Жизнь в Венеции продолжалась, но согласитесь…
Замалчивание того, что беда неотвратима, — преступление,
объяснимое лишь тем, что один из демонов Венеции —
ТОРГАШЕСКИЙ ДУХ, алчный, не останавливающийся
перед помехами, мешающими наживе.
Разве такой жалкий торг за неимоверную цену
достоин «ЦАРИЦЫ МОРЕЙ»?! Вспомнили…
ВЕНЕЦИЯ УЖЕ ДАВНО — «ПАДШАЯ ЦАРИЦА»…
То, что «каждый сам за себя» — точно. У Ашенбаха, похоже, свой расчет. У Тадзио тоже своя миссия — уехать ему из Венеции никак нельзя: кто же попавшегося в плен его красоты по зараженным улицам Венеции водить будет?
«Встречи с Тадзио благодаря общему для всех распорядку дня и счастливой случайности теперь уже не удовлетворяли Ашенбаха; он преследовал, выслеживал его. Так, например, по воскресеньям поляки никогда не бывали на пляже, — и он, догадавшись, что они посещают мессу в соборе св. Марка, тотчас же ринулся туда и, войдя с пышущей жаром площади в золотистый сумрак храма, сразу увидел того, кого так искал: Тадзио сидел за пюпитром, склонившись над молитвенником».
«Ашенбах стоял вдали, на растрескавшемся мозаичном полу, среди коленопреклоненных людей, крестившихся и бормотавших молитвы, подавленный громоздкой пышностью восточного храма. Впереди в тяжко великолепном облачении расхаживал, кадил и пел священник, курился ладан, туманя бессильные огоньки свечей у алтаря, и к тягучему сладковатому запаху бескровного жертвоприношения слегка примешивался другой: запах заболевшего города».

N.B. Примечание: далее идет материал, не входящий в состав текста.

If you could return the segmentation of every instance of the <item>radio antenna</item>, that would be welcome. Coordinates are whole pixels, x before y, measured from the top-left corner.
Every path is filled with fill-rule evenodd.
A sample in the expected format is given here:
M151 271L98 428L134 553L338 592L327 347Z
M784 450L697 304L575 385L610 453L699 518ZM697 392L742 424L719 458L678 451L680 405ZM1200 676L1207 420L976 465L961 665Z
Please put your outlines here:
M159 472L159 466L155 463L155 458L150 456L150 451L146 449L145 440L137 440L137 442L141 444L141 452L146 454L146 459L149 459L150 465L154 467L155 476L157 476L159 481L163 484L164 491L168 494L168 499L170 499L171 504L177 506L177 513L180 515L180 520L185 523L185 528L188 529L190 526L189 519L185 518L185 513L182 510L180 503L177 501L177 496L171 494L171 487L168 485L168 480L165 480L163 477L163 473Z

Ашенбах придавлен к растрескавшемуся полу —
и в Кафедральном храме подавлен Красотой
«заболевшего города»…
Красота все знает — Красота все скрывает.
Абсолютная красота бесчеловечна…
«Народ толпился на мостах и площадях; и меж них стоял он, чужой в этом городе, стоял, прислушиваясь и раздумывая».
ЧУЖОЙ В ГОРОДЕ ЧЕЛОВЕК —
ЖЕРТВА, НАД КОТОРЫМ БУДЕТ ТВОРИТЬСЯ РАСПРАВА…
«В тесноте переулков запах усилился. На всех углах плакаты от имени отцов города призывали венецианцев ввиду возможности распространения известных заболеваний гастрической системы, неизбежно вызываемых такой погодой, отказаться от употребления в пищу устриц и раковин, а также не пить воды из каналов. Было ясно, что это оповещение изрядно приукрашивает истину».
«Потом он спросил лавочника, стоявшего в дверях своего заведения среди связок кораллов и ожерелий из поддельных аметистов, что значит этот роковой запах. Тот бросил на него печальный взгляд, но поспешил приободриться. «Предупредительные меры, сударь, — отвечал он, жестикулируя. — Распоряжение полиции, которое нельзя не одобрить. Эта погода угнетает человека, ничего нет вреднее сирокко. Одним словом, осторожность, может быть и излишняя, но сами понимаете…»
«Катастрофа, надвигавшаяся на внешний мир, преисполнила его сердце удовлетворением. Страсти, как и преступлению, нестерпима благополучная упорядоченность будней, она не может не радоваться всем признакам распада узаконенного порядка, любому отклонению от нормы, ибо смутно надеется извлечь выгоду из смятения окружающего мира».
«Так и Ашенбах испытывал безотчетное удовлетворение от событий на грязных уличках Венеции, которые так тщательно замалчивались, от этой недоброй тайны, сливавшейся с его собственной сокровенной тайной, — отчего ему и было так важно блюсти ее. Влюбленный, он беспокоился лишь об одном, как бы не уехал Тадзио, и, ужаснувшись, понял, что не знает, как будет жить дальше, если это случится».
Добропорядочный гражданин Мюнхена, ранее так заботившийся об общественном признании, под воздействием Лжи, которой пропитана Венеция и в действиях полиции, и в архитектуре своей, за «румянами» мертвый лик прячущей, становится ПРЕСТУПНИКОМ…
Ему нестерпима благополучная упорядоченность будней.
Он радуется признакам распада узаконенного порядка.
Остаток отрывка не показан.